To ask the Secretary of State for Foreign, Commonwealth and Development Affairs, what assessment he has made of the implications for which (a) Nigerian Government officials and (b) civil society groups the UK Government will work with as a result of the declaration of July 2018 by the Nigerian House of Representatives that the killing of Christian farmers in Nigeria amounts to genocide.
14 September 2020
We are aware of the statement made by the Nigerian House of Representatives in July 2018 on killings in Plateau State.
The UK Government condemns all incidents of intercommunal violence in Nigeria. We have made clear to the Nigerian authorities at the highest levels the importance of protecting civilians, including ethnic and religious minorities, and human rights for all.

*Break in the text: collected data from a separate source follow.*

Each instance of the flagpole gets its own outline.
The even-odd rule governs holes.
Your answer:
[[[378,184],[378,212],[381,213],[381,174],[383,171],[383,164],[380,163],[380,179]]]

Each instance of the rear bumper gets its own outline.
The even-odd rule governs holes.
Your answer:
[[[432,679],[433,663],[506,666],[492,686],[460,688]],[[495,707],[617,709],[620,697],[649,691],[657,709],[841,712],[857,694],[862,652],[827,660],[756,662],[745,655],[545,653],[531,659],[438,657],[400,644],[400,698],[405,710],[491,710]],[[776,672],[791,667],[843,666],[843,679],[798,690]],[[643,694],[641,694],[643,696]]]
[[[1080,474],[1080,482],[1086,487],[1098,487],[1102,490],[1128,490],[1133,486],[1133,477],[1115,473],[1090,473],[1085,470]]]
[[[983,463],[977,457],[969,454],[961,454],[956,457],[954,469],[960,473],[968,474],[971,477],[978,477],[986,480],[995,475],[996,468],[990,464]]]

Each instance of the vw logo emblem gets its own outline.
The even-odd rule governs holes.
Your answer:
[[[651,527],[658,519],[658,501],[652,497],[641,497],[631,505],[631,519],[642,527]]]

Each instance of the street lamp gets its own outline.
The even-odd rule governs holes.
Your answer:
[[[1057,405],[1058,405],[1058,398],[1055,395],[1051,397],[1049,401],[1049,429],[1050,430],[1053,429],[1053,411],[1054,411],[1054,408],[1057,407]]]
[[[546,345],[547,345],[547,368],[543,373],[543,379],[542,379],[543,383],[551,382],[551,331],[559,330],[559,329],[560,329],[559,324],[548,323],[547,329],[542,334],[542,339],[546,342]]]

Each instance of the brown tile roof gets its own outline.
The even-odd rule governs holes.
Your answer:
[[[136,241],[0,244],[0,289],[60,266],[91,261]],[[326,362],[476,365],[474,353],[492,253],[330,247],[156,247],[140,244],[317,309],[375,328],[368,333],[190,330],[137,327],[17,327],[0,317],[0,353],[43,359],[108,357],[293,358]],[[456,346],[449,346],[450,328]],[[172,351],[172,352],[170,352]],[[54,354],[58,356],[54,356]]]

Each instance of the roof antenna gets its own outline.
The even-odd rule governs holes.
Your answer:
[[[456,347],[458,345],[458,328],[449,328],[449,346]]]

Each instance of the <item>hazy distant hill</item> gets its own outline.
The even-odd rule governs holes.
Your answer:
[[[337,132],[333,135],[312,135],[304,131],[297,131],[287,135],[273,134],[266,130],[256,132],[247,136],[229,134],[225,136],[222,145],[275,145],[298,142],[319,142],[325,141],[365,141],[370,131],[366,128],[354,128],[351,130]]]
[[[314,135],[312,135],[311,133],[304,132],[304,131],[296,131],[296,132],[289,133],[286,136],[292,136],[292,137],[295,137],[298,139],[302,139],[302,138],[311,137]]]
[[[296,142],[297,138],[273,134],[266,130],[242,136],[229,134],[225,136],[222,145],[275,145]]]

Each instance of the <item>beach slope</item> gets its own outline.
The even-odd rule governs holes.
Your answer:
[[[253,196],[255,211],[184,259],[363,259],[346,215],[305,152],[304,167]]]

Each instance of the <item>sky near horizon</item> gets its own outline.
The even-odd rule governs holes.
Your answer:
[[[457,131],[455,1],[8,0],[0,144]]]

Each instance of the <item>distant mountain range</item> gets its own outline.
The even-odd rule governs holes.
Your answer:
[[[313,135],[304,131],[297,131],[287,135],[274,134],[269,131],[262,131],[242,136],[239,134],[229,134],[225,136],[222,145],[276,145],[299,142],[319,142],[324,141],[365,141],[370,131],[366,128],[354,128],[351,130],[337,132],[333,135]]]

The UK Government's assessment remains that religion is not the principal driver of most incidents of intercommunal violence in Nigeria. The underlying drivers of conflict are complex, and include competition over land, water and resources, as well as rapid population growth. We hosted a joint conference on 'Fostering Social Cohesion in Nigeria' in February. Attendees included representatives from civil society, faith and political leaders, representatives from the Nigerian Government and UK parliamentarians. The discussion focused on the complex causes of conflict and explored solutions: a full report from the conference has been published: https://www.wiltonpark.org.uk/event/wp1752/
It is UK Government policy not to unilaterally determine whether genocide has occurred, in line with the Genocide Convention. This is a matter for competent courts and tribunals, including the International Criminal Court, after consideration of all the evidence, rather than governments or non-judicial bodies.